Coral garden
PET bottles and white latex paint
12″ x 12″ x 12″
September 2013
My first green art, made from recycled plastic bottles.
I wanted to make something I’d love to keep and display at home, so I thought of arranging “plants” under the sea that I could easily put on top of a table later on.
Problem:
How do you transform the PET bottle structure to create a 3D sculpture that articulates an undersea creature form?
Procedure:
- Alter, cut, punch, slice, etc. the PET bottle.
- Assemble by gluing, riveting, bonding to create a sea creature form mimicking its natural gesture, measuring at least 12″x 12″x 12″.
- Whitewash the entire sculpture using white latex.
- Hang/attach/install the work outdoors mimicking its natural gesture.
Corals and anemones are sea creatures, right? 🙂
My attempt at planning: doing sketches helped me start the process but I didn’t really bother to look at them once I began working:
I played with the bottles using a candle, but after these two, my chest started feeling heavy from the fumes I was inhaling. How anti-green: we were upcycling used plastic bottles, but here I was burning plastic! Tsk, tsk, sumubok lang.
I decided to just stick to cutting and creating coral forms using scissors and cutter:
It was a space-consuming work — I probably had over 30 bottles in all sizes scattered all around the house for 3 weeks!
I used silicone to glue them together and repositioned the corals until I was happy with the garden.
Here’s how it looked, glued, painted and laid out on the table:
I thought it looked perfect plopped on top of this big rock — isn’t it mimicking its natural gesture already?
These were installation pieces, though, that needed to suspended at least 1 foot above the ground and also 1 foot away from any surface.
My big takeaway from this plate: pay attention to instructions! I didn’t realize the last bit– to hang the work– was critical and when time came to install mine, it really just fell apart.

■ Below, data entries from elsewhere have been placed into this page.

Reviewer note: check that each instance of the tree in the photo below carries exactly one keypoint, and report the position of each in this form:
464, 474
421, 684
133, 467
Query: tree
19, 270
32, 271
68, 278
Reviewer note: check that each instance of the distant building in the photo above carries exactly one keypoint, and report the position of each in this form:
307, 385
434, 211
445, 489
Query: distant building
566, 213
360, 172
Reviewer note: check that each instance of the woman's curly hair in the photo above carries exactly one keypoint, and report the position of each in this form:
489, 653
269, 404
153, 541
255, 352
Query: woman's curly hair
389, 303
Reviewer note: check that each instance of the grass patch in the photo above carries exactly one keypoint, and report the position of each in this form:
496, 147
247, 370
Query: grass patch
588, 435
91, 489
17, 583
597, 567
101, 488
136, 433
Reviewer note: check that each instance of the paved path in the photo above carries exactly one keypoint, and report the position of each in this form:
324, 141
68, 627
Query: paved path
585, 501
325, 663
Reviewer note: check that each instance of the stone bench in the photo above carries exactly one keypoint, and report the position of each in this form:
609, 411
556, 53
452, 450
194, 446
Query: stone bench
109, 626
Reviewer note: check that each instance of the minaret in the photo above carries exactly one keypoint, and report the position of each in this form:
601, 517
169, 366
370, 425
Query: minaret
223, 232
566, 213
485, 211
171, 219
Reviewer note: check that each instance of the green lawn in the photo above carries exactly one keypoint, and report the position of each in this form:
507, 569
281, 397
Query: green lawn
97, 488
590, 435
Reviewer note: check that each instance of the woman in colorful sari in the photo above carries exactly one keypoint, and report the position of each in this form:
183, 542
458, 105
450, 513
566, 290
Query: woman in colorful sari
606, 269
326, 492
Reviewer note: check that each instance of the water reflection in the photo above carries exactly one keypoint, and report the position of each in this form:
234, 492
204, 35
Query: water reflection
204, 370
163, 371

The silicone adhesive wasn’t strong enough to hold it together, and I spent 3 hours “sewing” the piece together using thin GI wires (alambre).
It was only after slaving over the installation that I realized I could’ve just put it on a flat base and suspended the base as a whole!
Here we are on presentation day, ready to swim around our life-size aquarium:
“The Chase” with works by Stanley, Grasha and AK:
Close-up of Stanley’s hammerhead shark
Also loved this seadragon by KC:
Jack’s fierce fish (was this a dragon fish?), which Sir Jamel said best captured the essence of this plate: to create a creature in its natural gesture.